Question

3.If $a^2,b^2,c^2$ are in AP, then prove that

(i) $\frac{a}{b+c},\frac{b}{c+a},\frac{c}{a+b}$ are in AP.

Answer 1

Step 1. Note the given data:

Given that $a^2,b^2,c^2$ are in AP.

Here first term $t_1=a^2$

Second term $t_2=b^2$

Third term $t_3=c^2$

Step 2. Applying the condition of AP:

The general formula of common differences of an AP is $d=n^{th}term-{\left(n-1\right)}^{th}term$.

So,$d=t_2-t_1=t_3-t_2$

Thus $b^2-a^2=c^2-b^2$….(i)

Step 3. Rewrite the above equation:

From (i) we get

$b^2-a^2=c^2-b^2$

$\left(b-a\right)\left(b+a\right)=\left(c-b\right)\left(c+b\right)$

$\frac{b-a}{c+b}=\frac{c-b}{b+a}$

Multiply $\left(c+a\right)$ in the denominator

$\frac{b-a}{\left(c+b\right)\left(c+a\right)}=\frac{c-b}{\left(b+a\right)\left(c+a\right)}$

$\frac{b+c-c-a}{\left(c+b\right)\left(c+a\right)}=\frac{c+a-a-b}{\left(b+a\right)\left(c+a\right)}$

$\frac{\left(b+c\right)-\left(c+a\right)}{\left(b+c\right)\left(c+a\right)}=\frac{\left(c+a\right)-\left(a+b\right)}{\left(b+a\right)\left(c+a\right)}$

$\frac{\left(b+c\right)}{\left(b+c\right)\left(c+a\right)}-\frac{\left(c+a\right)}{\left(b+c\right)\left(c+a\right)}=\frac{\left(c+a\right)}{\left(b+a\right)\left(c+a\right)}-\frac{\left(a+b\right)}{\left(b+a\right)\left(c+a\right)}$

$\frac{1}{\left(c+a\right)}-\frac{1}{\left(b+c\right)}=\frac{1}{\left(b+a\right)}-\frac{1}{\left(c+a\right)}$

Thus $\frac{1}{\left(b+c\right)},\frac{1}{\left(c+a\right)},\frac{1}{\left(b+a\right)}$ are in AP.

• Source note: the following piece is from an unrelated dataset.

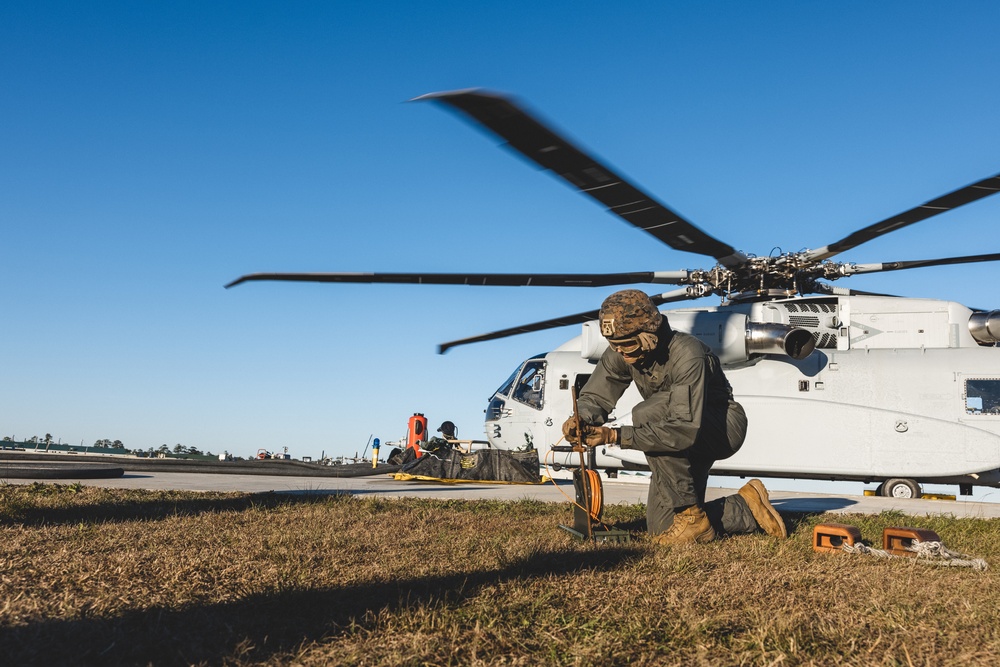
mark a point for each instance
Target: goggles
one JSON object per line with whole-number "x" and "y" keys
{"x": 627, "y": 346}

Step 4. Checking whether $\frac{a}{b+c},\frac{b}{c+a},\frac{c}{a+b}$is in AP using the above result:

We get,

$\frac{1}{\left(b+c\right)},\frac{1}{\left(c+a\right)},\frac{1}{\left(b+a\right)}$ are in AP.

Multiply $\left(a+b+c\right)$with the numerator of each term

$\frac{\left(a+b+c\right)}{\left(b+c\right)},\frac{\left(a+b+c\right)}{\left(c+a\right)},\frac{\left(a+b+c\right)}{\left(b+a\right)}$ are in AP.

$\frac{a+\left(b+c\right)}{\left(b+c\right)},\frac{b+\left(a+c\right)}{\left(c+a\right)},\frac{c+\left(a+b\right)}{\left(b+a\right)}$ are in AP.

$\frac{a}{\left(b+c\right)}+\frac{\left(b+c\right)}{\left(b+c\right)},\frac{b}{\left(c+a\right)}+\frac{\left(a+c\right)}{\left(c+a\right)},\frac{c}{\left(b+a\right)}+\frac{\left(a+b\right)}{\left(b+a\right)}$ are in AP.

$\frac{a}{\left(b+c\right)}+1,\frac{b}{\left(c+a\right)}+1,\frac{c}{\left(b+a\right)}+1$ are in AP.

$\frac{a}{\left(b+c\right)},\frac{b}{\left(c+a\right)},\frac{c}{\left(b+a\right)}$ are in AP.

Hence, it proved that $\frac{a}{\left(b+c\right)},\frac{b}{\left(c+a\right)},\frac{c}{\left(b+a\right)}$ are in AP.